Traditionally, Memorial Day weekend has been the time to start watching baseball’s division races.

Almost one-third of the season is finished, the fog and cold of spring has lifted and teams generally have a good sense of who they are and where they could be headed.

The Mets entered Sunday with an 8 ½-game lead in the NL East, the largest division advantage of any MLB team. It was also the Mets’ largest lead of the season. It’s a team that has been in first place for all but one day this season. The positive signs are plentiful.

And yet the Mets also understand there’s way too much baseball ahead to believe anything has been settled.

“It’s going to be a dogfight until the end for sure,” Pete Alonso said before the Mets faced the Phillies in Sunday night’s series finale at Citi Field. “Every game matters, but we have the talent to be able to run away with it. We just need to hold on and hold on tightly and not let it go.”

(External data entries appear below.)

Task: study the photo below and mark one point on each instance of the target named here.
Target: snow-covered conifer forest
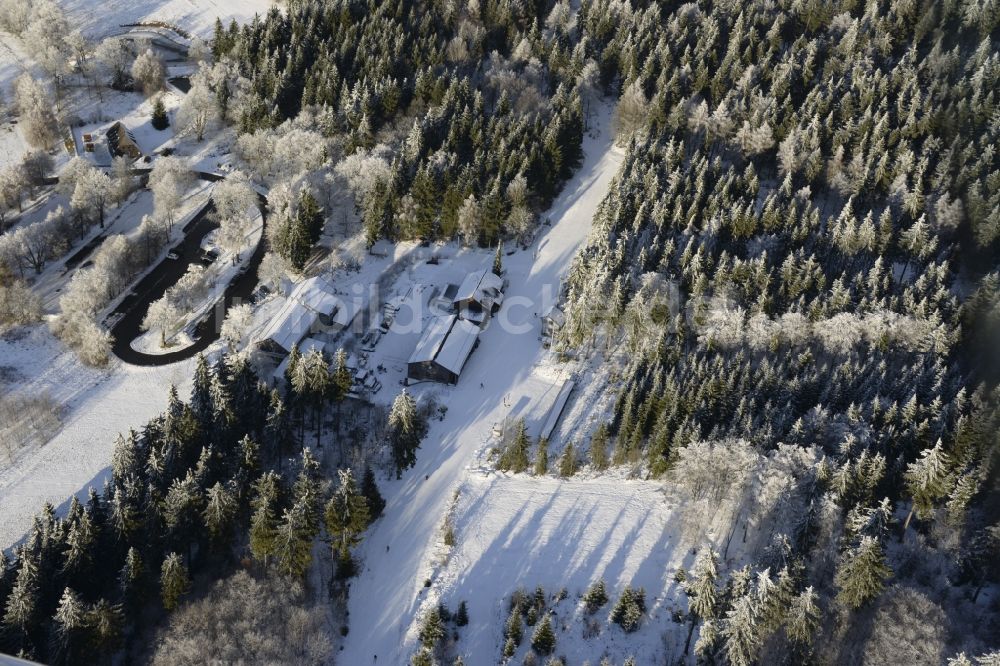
(541, 332)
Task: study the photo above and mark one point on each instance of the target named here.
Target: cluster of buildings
(449, 340)
(315, 313)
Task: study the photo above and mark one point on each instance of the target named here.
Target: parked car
(259, 294)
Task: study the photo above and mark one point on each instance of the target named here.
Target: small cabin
(443, 350)
(121, 142)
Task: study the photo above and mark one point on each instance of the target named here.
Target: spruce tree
(160, 120)
(542, 457)
(803, 618)
(599, 448)
(513, 630)
(861, 574)
(432, 629)
(701, 589)
(543, 641)
(174, 581)
(595, 597)
(514, 458)
(405, 432)
(369, 488)
(741, 633)
(131, 578)
(346, 514)
(498, 260)
(422, 657)
(567, 461)
(22, 603)
(105, 623)
(263, 534)
(220, 508)
(629, 609)
(293, 542)
(69, 637)
(927, 481)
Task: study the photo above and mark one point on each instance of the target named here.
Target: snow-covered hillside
(195, 16)
(387, 595)
(99, 405)
(523, 532)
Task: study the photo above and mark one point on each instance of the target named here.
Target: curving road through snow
(387, 594)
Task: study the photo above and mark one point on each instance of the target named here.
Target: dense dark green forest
(801, 248)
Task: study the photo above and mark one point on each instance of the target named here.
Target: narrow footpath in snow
(388, 592)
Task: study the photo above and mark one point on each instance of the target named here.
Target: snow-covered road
(99, 405)
(388, 592)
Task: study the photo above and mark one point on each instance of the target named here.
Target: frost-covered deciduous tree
(34, 107)
(245, 618)
(149, 72)
(198, 109)
(235, 205)
(237, 323)
(169, 179)
(861, 574)
(632, 112)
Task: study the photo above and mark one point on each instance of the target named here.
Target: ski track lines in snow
(78, 457)
(196, 16)
(523, 532)
(389, 590)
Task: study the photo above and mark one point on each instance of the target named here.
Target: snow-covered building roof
(305, 347)
(382, 248)
(447, 342)
(430, 341)
(291, 324)
(556, 316)
(316, 294)
(347, 310)
(457, 346)
(482, 287)
(552, 420)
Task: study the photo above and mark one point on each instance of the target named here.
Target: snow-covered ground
(195, 16)
(99, 404)
(386, 596)
(522, 531)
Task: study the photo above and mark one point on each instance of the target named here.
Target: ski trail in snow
(387, 594)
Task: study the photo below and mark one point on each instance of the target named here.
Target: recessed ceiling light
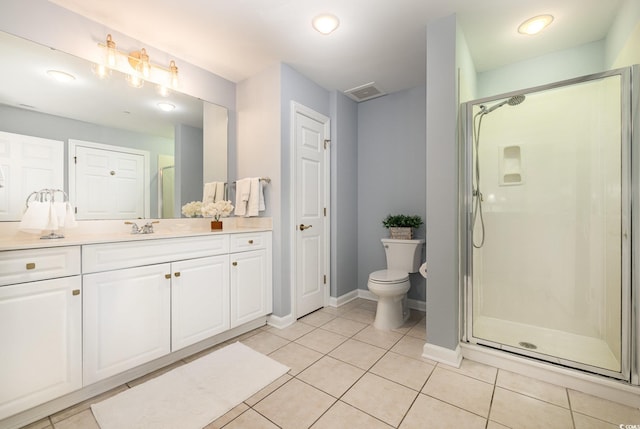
(325, 23)
(61, 76)
(167, 107)
(535, 25)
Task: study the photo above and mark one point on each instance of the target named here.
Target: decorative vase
(401, 233)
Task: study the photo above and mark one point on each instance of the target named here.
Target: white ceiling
(378, 40)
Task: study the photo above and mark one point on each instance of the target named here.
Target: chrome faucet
(147, 228)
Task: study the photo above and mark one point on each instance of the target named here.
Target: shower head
(513, 101)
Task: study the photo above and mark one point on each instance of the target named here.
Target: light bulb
(135, 81)
(111, 57)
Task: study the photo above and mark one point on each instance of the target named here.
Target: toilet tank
(404, 255)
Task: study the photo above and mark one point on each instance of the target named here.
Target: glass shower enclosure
(546, 193)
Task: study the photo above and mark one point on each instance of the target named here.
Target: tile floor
(346, 374)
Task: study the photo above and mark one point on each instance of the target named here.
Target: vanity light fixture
(325, 23)
(166, 107)
(535, 25)
(61, 76)
(137, 66)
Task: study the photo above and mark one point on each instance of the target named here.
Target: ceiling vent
(365, 92)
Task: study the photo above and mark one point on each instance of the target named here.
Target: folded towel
(35, 218)
(261, 189)
(243, 190)
(70, 217)
(253, 205)
(219, 192)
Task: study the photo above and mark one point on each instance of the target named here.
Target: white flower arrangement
(217, 210)
(192, 209)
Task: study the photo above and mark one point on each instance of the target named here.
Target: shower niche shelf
(510, 165)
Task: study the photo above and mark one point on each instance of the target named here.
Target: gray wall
(188, 158)
(391, 174)
(442, 185)
(22, 121)
(344, 194)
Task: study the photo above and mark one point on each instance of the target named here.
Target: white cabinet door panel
(40, 330)
(248, 286)
(199, 300)
(127, 319)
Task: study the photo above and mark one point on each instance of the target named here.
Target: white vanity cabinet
(199, 299)
(127, 316)
(146, 303)
(251, 286)
(40, 326)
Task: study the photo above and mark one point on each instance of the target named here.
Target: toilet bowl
(390, 286)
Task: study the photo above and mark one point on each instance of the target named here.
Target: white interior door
(311, 134)
(108, 182)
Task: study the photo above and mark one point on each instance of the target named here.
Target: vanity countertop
(94, 232)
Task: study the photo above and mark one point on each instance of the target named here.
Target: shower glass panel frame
(539, 314)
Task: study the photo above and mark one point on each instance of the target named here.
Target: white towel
(243, 189)
(261, 188)
(209, 192)
(253, 205)
(35, 218)
(219, 192)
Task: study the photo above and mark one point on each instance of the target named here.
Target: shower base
(556, 346)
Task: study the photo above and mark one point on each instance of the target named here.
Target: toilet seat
(389, 276)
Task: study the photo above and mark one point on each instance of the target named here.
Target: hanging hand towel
(243, 189)
(253, 206)
(219, 192)
(209, 193)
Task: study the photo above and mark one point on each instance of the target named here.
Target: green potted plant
(402, 226)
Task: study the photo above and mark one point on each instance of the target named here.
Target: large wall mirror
(108, 114)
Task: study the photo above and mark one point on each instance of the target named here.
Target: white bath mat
(193, 395)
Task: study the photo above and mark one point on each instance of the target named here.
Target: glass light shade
(325, 24)
(535, 25)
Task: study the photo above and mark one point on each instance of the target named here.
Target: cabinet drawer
(113, 256)
(248, 241)
(20, 266)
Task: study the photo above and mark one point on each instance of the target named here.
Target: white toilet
(391, 285)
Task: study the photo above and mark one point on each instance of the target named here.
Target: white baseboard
(443, 355)
(280, 322)
(343, 299)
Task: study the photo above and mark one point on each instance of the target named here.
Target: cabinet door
(199, 299)
(40, 333)
(127, 317)
(248, 286)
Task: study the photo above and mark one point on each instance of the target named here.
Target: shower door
(547, 185)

For a point of comparison, the Mets entered last Memorial Day leading the NL East by four games. They held that division lead into early August, before a confluence of injuries and underperformance finally caught up with a team that finished 77-85.

Mets
Pete Alonso celebrates with Jeff McNeil.
Getty Images

The difference this season is the potential for improvement just based on the possibility of aces Jacob deGrom and Max Scherzer being healthy for the second half. So these next six weeks might hold the key to the season.

“We’re all stubborn,” manager Buck Showalter said. “We always think we’re a week away from just looking at it through a whole different look, good and bad. I’ve been on an expansion team where we are just trying to keep from losing 100, but there were periods through that season where I am going, ‘Man, we may not lose another game.’

“And then I have been on teams that have won 100 games and there were periods like, ‘We may not win another game.’ It kind of jolts you into reality about the ebb and flow of a season. You are never as good or bad as sometimes the game will make you feel.”

A significant test will begin later this week, when the Mets head to the West Coast for 10 games against the Dodgers, Padres and Angels, all of whom have playoff-caliber teams. The next healthy dose of NL East competition won’t come until July. By then, teams such as the Braves and Phillies that have struggled might appear more formidable.

“This is a hell of a division and even though you have teams that don’t necessarily show it record-wise, if you look at the type of players and type of talent in this division, this is a really hard division to succeed in,” Alonso said. “I wouldn’t be surprised if a couple of months from now you have teams well over .500 and competing, so that is kind of where we’re at right now. But if you look at other teams, especially the Phillies, they have real good starters, they have an excellent offensive lineup and they haven’t played their best ball yet.”

The Mets were 31-17 entering Sunday — the team’s best record after 48 games since 2007. But just the mention of that season offers a reminder nothing is a lock: a September swoon of epic proportions prevented the Mets from reaching the postseason.

Francisco Lindor said the “vibe” he has received from this year’s team tells him the Mets are for real.

“We’re all professionals,” Lindor said. “I don’t worry about [Eduardo] Escobar’s job. I worry about my job, he worries about his job and we go out there and try to get it done. At the end of the day he’s pulling for me and I’m pulling for him, and that goes for every locker around here.”